3.1.1. Methodology and process optimization. The drug carrier, core–shell microspheres composed of nanofibrillated CMC and acetalated-dextran (Ac-D) were fabricated by using emulsion techniques (Fig. 1). Prior to the fabrication of the microspheres, the precursor polymer, Ac-D soluble in organic solvent, was synthesized from dextran (water-soluble). The modification of dextran followed the protection of hydroxyl end groups with the acetal groups, making them more hydrophobic, increased solubility in organic solvents, and pH responsive.^66–68 The conjugation of the acetalated groups was confirmed from the proton NMR as shown in Fig. S1.† It was found that ∼75% of total hydroxyl groups were converted into acetalated groups with the formation of cyclic to acyclic ratio of 1.58 : 1 in the modified polysaccharides.⁶⁹ Other precursors, CMCs were extracted from the pulp following an acid hydrolysis process in citric acid and confirmation of the formation of the nano-fibrillated CMCs was reported in our previous works.^36,70

Fig. 1 (a) Schematic representation of formation of GO loaded core–shell microsphere systems, (b) optical images taken at different time intervals after the addition of primary emulsion to water containing PVA. (i) 0 h (ii) 1 h (iii) 2 h (iv) 3 h and (v) 4 h respectively, (c) schematic representation of plausible mechanism of the formation of core–shell microsphere system.

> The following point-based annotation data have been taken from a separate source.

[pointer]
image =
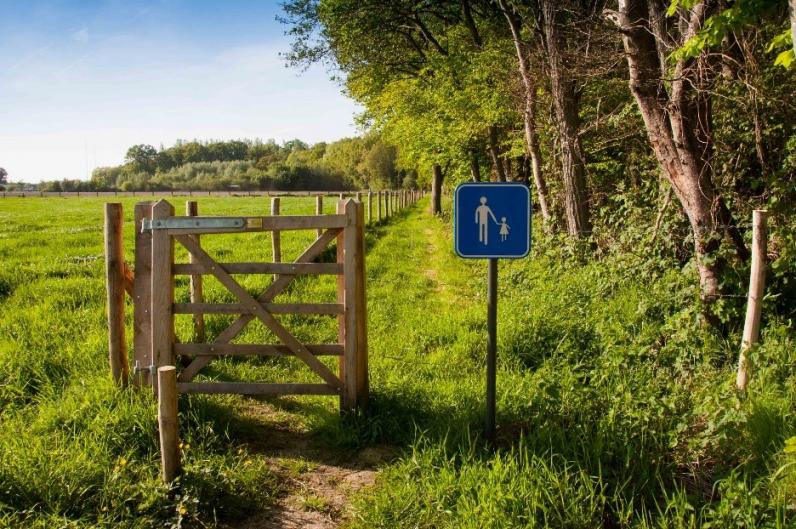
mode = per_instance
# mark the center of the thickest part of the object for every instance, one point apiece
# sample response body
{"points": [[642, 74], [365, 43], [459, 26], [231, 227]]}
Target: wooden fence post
{"points": [[362, 384], [276, 239], [168, 423], [114, 280], [319, 211], [196, 290], [436, 190], [142, 300], [341, 319], [757, 286], [370, 207], [355, 356], [162, 292]]}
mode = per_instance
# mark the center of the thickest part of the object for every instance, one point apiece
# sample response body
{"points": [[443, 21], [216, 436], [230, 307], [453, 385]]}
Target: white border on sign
{"points": [[456, 219]]}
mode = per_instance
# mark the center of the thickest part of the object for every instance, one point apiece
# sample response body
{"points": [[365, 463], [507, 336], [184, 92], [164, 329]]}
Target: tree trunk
{"points": [[522, 170], [494, 152], [529, 113], [678, 130], [436, 190], [792, 10], [475, 168], [565, 103]]}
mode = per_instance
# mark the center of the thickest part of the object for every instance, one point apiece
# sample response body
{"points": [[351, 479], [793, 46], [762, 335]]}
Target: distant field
{"points": [[615, 408]]}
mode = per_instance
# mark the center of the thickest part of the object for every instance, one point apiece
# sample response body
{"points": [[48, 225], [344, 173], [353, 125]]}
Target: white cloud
{"points": [[80, 35]]}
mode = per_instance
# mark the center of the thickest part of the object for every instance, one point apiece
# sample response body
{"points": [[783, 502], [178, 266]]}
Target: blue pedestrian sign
{"points": [[492, 220]]}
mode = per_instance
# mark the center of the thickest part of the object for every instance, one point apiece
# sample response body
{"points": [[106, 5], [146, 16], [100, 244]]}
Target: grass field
{"points": [[615, 408]]}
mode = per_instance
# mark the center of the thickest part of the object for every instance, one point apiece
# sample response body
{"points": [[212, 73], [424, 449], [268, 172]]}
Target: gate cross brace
{"points": [[259, 312]]}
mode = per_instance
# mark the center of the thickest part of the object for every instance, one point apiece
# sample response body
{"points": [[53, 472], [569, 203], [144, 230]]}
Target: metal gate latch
{"points": [[176, 223]]}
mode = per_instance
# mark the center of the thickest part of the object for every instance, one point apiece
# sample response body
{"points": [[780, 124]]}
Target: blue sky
{"points": [[81, 81]]}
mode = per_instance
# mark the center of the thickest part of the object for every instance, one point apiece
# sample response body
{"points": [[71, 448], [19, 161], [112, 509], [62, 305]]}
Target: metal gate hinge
{"points": [[192, 222]]}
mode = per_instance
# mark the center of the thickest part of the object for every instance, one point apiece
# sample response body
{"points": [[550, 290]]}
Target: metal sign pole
{"points": [[492, 221], [491, 349]]}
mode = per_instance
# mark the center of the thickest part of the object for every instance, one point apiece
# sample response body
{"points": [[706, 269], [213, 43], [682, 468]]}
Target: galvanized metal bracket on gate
{"points": [[176, 223]]}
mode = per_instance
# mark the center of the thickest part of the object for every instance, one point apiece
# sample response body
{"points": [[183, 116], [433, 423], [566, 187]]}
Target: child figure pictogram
{"points": [[504, 229]]}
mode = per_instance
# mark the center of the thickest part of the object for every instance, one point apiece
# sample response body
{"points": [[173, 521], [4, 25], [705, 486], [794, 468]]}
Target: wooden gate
{"points": [[158, 229]]}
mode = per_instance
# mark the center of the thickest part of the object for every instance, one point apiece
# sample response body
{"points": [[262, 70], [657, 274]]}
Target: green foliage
{"points": [[738, 15], [616, 407]]}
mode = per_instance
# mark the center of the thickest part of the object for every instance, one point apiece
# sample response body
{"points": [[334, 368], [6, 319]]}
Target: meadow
{"points": [[616, 408]]}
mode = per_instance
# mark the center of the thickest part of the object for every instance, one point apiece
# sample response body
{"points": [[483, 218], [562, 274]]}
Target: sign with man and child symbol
{"points": [[492, 220]]}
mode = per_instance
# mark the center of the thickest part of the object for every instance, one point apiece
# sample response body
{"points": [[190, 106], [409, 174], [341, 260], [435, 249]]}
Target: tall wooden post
{"points": [[114, 281], [196, 290], [757, 286], [341, 319], [436, 190], [168, 423], [162, 291], [319, 211], [370, 207], [355, 333], [142, 299], [276, 239]]}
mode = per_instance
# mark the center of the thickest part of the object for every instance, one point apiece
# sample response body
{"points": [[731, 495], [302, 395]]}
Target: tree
{"points": [[529, 111], [676, 108], [143, 158]]}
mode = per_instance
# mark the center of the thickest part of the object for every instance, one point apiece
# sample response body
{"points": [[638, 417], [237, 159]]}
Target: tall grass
{"points": [[616, 408]]}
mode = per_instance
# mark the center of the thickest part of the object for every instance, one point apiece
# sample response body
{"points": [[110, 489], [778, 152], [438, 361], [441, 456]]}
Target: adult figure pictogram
{"points": [[482, 214]]}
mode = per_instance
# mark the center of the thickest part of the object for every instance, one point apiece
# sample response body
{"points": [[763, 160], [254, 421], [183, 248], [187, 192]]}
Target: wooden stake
{"points": [[757, 285], [162, 293], [276, 240], [436, 191], [114, 280], [142, 300], [352, 323], [361, 310], [197, 293], [341, 320], [168, 423], [319, 211], [370, 207]]}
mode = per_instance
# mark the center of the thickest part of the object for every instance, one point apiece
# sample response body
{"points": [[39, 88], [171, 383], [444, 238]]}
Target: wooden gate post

Fabrication of core–shell microsphere was carried out using double emulsion technique.^71,72 Porous and spongy nano CMC was used as a hydrophilic core material encapsulated by hydrophobic Ac-D layer to make the core–shell microspheres completely biodegradable, biocompatible, renewable and an ideal platform for capturing and releasing drugs (hydrophobic/hydrophilic) in controlled rate at desired places. The preparation of emulsion phase1 (Water (W1) in Oil (O)) was carried out by pouring the dissolved CMCs in NaOH/urea solution in oil phase (O) containing the Ac-D in DCM (Fig. 1). The mixture was further probe sonicated to get a homogenous emulsion phase. The resulting emulsion phase (W1/O) was transferred into a PVA solution (W2) to get the stabilized emulsion droplets. The slow evaporation/diffusion of solvent (Chloroform) from Ac-D in the first emulsion phase into the W2 resulted in the shell hardening, thereby entrapping the CMCs as core in the microsphere.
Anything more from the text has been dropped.